InSilico Medicine, the first company to bring a generative-AI-designed drug to clinical trials, is betting that longevity treatments will propel it to the top of China's pharmaceutical industry.
InSilico Medicine, the Hong Kong-based biopharma that pioneered the use of generative artificial intelligence for drug discovery, has set its sights on becoming China's No. 1 pharmaceutical company by developing what its founder calls a "God Drug" — a treatment targeting the biology of aging itself.
The company, which made history in 2021 when its AI-designed fibrosis drug INS018_055 became the first generative-AI candidate to enter human trials, is now pivoting toward longevity and age-related diseases as its next growth engine, according to people familiar with the strategy. The ambition reflects a broader shift in Chinese biotech, where companies are moving beyond me-too drugs and fast-follower strategies toward first-in-class science.
"We want to be the undisputed leader in China, and the only way to do that is to go after the biggest unmet need — aging," Alex Zhavoronkov, founder and chief executive officer of InSilico Medicine, said in a recent interview. "A drug that modifies the aging process would be the biggest blockbuster in history."
InSilico's pipeline spans more than 30 programs across fibrosis, oncology, immunology, and age-related diseases. Its lead candidate, INS018_055, a small-molecule antifibrotic targeting idiopathic pulmonary fibrosis, has completed Phase 1 trials in China and Australia with a favorable safety profile, and the company is preparing for Phase 2 studies. The drug was designed entirely by InSilico's proprietary AI platform, Chemistry42, which generates novel molecular structures and predicts their pharmacological properties.
The company's longevity strategy centers on discovering compounds that target fundamental aging mechanisms — including cellular senescence, mitochondrial dysfunction, and epigenetic reprogramming — rather than treating individual age-related diseases in isolation. InSilico has identified several preclinical candidates targeting these pathways and expects to nominate a development candidate for its lead longevity program within the next 12 months, the company said.
The AI advantage and the competition
InSilico's AI platform gives it a structural cost advantage over traditional drug discovery. The company estimates that its end-to-end AI system can reduce the time from target identification to preclinical candidate nomination to as little as 12 months, compared with an industry average of four to six years. The platform integrates generative chemistry, biology prediction, and clinical trial simulation into a single workflow.
The approach has attracted significant partnerships. In January, InSilico struck a deal with Fosun Pharma to co-develop a brain-penetrant NLRP3 inhibitor for neurodegenerative diseases, with Fosun paying an undisclosed upfront fee and committing to milestones. The partnership gives InSilico access to Fosun's clinical development and commercialization infrastructure in China, while Fosun gains a stake in InSilico's AI-driven pipeline.
InSilico also faces competition from a growing field of AI-native biotechs. Recursion Pharmaceuticals, now part of the combined Recursion-Exscientia entity, has advanced AI-discovered candidates into clinical trials for oncology and rare diseases. Isomorphic Labs, the Alphabet-backed AI drug discovery company led by DeepMind's Demis Hassabis, is applying AlphaFold-derived technology to drug design. And China's own XtalPi and DeepOrigin are building competing AI drug discovery platforms.

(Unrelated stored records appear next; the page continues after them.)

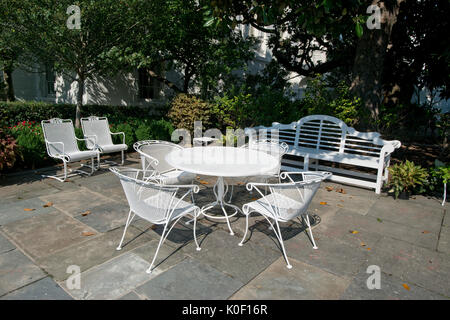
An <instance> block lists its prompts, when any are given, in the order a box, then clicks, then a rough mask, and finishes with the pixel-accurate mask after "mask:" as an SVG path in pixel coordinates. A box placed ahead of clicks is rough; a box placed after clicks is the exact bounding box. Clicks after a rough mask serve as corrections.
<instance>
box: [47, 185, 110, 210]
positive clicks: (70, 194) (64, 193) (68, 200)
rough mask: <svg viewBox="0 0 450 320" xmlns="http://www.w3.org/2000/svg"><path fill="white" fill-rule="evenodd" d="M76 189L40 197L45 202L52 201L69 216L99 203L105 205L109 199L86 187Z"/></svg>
mask: <svg viewBox="0 0 450 320" xmlns="http://www.w3.org/2000/svg"><path fill="white" fill-rule="evenodd" d="M77 188H78V189H77V190H71V191H62V192H58V193H55V194H48V195H45V196H42V197H40V198H41V199H42V200H43V201H45V202H52V203H53V206H54V207H55V208H57V209H59V210H61V211H64V212H65V213H68V214H70V215H71V216H77V215H80V214H81V213H83V212H86V211H88V210H92V208H95V207H97V206H99V205H105V204H107V203H109V202H111V200H109V199H108V198H106V197H103V196H101V195H99V194H97V193H95V192H92V191H90V190H88V189H86V188H80V187H77Z"/></svg>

The longevity bet and the road ahead
The longevity market represents a potential paradigm shift in medicine, but it remains scientifically contentious. No drug has ever been approved by a major regulator for the indication of "aging" itself, and the U.S. Food and Drug Administration does not recognize aging as a treatable condition. Companies pursuing longevity therapies typically target specific age-related diseases — such as Alzheimer's, sarcopenia, or cardiovascular disease — while collecting biomarkers of aging as secondary endpoints.
InSilico's approach is to develop drugs that address both specific diseases and the underlying biology of aging simultaneously. Its preclinical longevity candidates target pathways such as mTOR signaling, NAD+ metabolism, and senolytic clearance of aged cells — mechanisms that have shown promise in animal models but have yet to demonstrate clear clinical benefit in humans.

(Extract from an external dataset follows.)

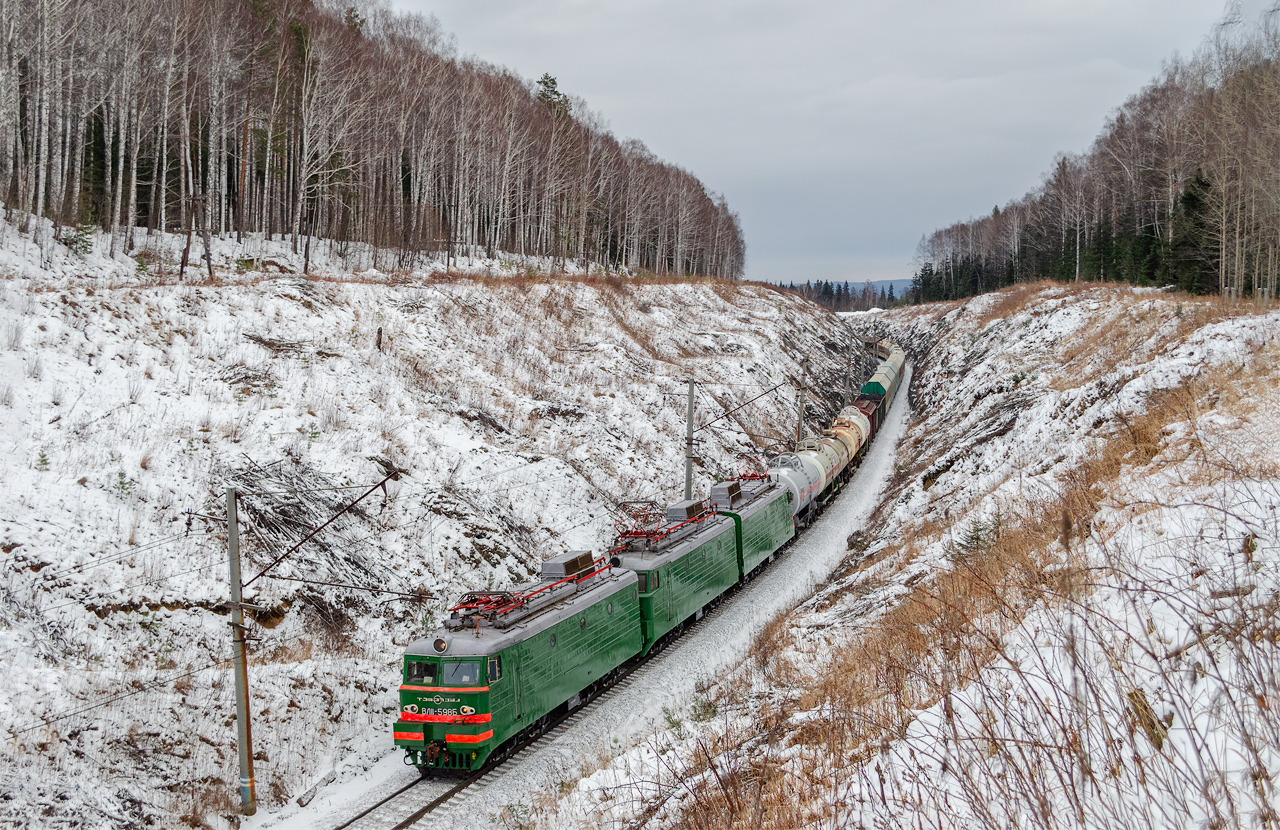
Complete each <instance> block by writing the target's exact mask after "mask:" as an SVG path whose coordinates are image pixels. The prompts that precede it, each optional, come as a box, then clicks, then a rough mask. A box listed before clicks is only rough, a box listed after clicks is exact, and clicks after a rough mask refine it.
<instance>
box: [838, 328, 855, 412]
mask: <svg viewBox="0 0 1280 830" xmlns="http://www.w3.org/2000/svg"><path fill="white" fill-rule="evenodd" d="M852 371H854V341H852V339H850V341H849V351H847V352H846V354H845V396H844V397H842V398H840V407H841V409H844V407H846V406H849V375H850V374H852Z"/></svg>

The company has sufficient cash runway through 2027, according to its most recent financial disclosures, supported by a $255 million Series D round raised in 2022 and ongoing partnership revenue. InSilico has not disclosed plans for an initial public offering, though a Hong Kong or Nasdaq listing has been speculated by analysts covering the sector.

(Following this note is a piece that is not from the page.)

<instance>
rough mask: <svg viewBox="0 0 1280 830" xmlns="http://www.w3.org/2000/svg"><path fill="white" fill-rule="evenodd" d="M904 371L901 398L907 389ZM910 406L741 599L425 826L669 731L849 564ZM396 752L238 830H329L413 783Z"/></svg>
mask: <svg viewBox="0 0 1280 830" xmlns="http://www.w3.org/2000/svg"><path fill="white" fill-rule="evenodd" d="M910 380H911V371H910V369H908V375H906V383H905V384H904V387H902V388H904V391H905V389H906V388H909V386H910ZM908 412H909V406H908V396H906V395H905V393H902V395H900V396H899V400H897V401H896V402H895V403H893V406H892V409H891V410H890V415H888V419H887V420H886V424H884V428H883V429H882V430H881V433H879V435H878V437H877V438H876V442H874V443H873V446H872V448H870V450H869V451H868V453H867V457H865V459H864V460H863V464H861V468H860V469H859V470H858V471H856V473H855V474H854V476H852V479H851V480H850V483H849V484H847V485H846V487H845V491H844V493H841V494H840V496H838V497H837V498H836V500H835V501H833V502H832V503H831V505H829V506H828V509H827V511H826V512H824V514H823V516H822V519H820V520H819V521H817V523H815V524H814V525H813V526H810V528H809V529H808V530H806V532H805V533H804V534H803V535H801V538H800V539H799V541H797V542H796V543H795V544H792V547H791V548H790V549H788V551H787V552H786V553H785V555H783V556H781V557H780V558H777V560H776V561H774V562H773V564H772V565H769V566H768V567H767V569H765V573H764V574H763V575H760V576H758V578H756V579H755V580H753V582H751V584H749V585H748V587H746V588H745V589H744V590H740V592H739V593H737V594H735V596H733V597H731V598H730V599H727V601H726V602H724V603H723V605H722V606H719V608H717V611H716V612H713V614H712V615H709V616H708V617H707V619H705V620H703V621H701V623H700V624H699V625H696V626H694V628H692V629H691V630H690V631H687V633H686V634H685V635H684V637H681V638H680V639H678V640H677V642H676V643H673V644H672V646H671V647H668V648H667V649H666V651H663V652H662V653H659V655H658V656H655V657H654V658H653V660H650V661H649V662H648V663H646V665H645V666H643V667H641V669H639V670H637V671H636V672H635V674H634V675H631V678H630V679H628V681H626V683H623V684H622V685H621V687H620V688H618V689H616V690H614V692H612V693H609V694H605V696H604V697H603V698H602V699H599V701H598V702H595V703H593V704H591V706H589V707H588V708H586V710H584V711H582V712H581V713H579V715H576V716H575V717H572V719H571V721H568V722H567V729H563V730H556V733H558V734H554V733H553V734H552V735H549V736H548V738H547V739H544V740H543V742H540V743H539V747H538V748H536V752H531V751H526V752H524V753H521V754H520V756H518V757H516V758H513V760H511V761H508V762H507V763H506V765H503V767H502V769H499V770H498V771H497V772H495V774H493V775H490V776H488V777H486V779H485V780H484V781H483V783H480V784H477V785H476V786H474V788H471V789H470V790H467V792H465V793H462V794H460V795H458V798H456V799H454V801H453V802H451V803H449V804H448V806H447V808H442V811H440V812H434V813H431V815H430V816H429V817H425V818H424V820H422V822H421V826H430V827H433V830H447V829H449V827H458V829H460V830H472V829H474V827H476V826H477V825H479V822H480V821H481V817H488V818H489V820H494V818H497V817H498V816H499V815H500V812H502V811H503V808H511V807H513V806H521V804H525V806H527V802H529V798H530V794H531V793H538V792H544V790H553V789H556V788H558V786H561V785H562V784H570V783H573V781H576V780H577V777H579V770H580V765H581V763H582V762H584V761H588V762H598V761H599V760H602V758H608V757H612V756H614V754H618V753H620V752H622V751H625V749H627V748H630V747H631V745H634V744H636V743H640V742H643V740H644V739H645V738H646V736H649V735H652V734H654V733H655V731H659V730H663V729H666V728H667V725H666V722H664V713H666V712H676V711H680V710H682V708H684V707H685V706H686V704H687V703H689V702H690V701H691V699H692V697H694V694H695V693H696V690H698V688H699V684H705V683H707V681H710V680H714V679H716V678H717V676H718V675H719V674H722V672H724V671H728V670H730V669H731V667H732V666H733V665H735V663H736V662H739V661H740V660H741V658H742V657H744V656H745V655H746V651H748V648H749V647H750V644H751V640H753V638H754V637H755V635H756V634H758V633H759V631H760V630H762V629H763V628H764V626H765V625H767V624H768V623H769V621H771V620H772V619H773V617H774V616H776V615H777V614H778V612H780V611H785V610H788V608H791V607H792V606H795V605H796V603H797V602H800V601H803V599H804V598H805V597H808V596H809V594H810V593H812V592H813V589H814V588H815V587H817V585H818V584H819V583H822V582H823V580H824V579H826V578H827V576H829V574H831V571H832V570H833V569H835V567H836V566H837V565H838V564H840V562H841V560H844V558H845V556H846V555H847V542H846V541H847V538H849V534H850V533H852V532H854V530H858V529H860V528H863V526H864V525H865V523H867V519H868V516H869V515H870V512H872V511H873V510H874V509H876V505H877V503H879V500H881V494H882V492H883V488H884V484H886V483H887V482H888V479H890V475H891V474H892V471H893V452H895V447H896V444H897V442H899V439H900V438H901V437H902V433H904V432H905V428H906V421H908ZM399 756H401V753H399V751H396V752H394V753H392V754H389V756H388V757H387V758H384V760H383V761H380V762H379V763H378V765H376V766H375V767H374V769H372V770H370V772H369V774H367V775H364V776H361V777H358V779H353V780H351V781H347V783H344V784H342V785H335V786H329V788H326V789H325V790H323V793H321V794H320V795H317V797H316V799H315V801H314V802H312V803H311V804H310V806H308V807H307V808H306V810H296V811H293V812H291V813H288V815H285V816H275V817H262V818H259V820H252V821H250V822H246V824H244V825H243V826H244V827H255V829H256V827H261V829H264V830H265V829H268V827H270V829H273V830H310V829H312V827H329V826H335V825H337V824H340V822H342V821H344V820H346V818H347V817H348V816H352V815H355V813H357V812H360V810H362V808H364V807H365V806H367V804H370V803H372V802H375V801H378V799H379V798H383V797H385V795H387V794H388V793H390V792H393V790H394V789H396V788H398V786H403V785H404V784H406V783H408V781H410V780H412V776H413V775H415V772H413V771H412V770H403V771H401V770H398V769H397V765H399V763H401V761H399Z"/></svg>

For investors, the thesis hinges on whether InSilico can translate its AI platform into a commercially approved drug — something no AI-native biotech has yet achieved. If INS018_055 succeeds in Phase 2, it would validate the generative AI approach to drug discovery and open the door to a pipeline valued by analysts at potentially billions of dollars. If it fails, the longevity narrative may struggle to gain credibility without a clinical proof point.
"InSilico has the most advanced end-to-end AI platform in the industry, but the market is still waiting for a registered drug," Sam Goldstein, biotech analyst at Edgen, said. "A positive Phase 2 readout for INS018_055 would be the catalyst that transforms the narrative from promise to proof."
This article is for informational purposes only and does not constitute investment advice.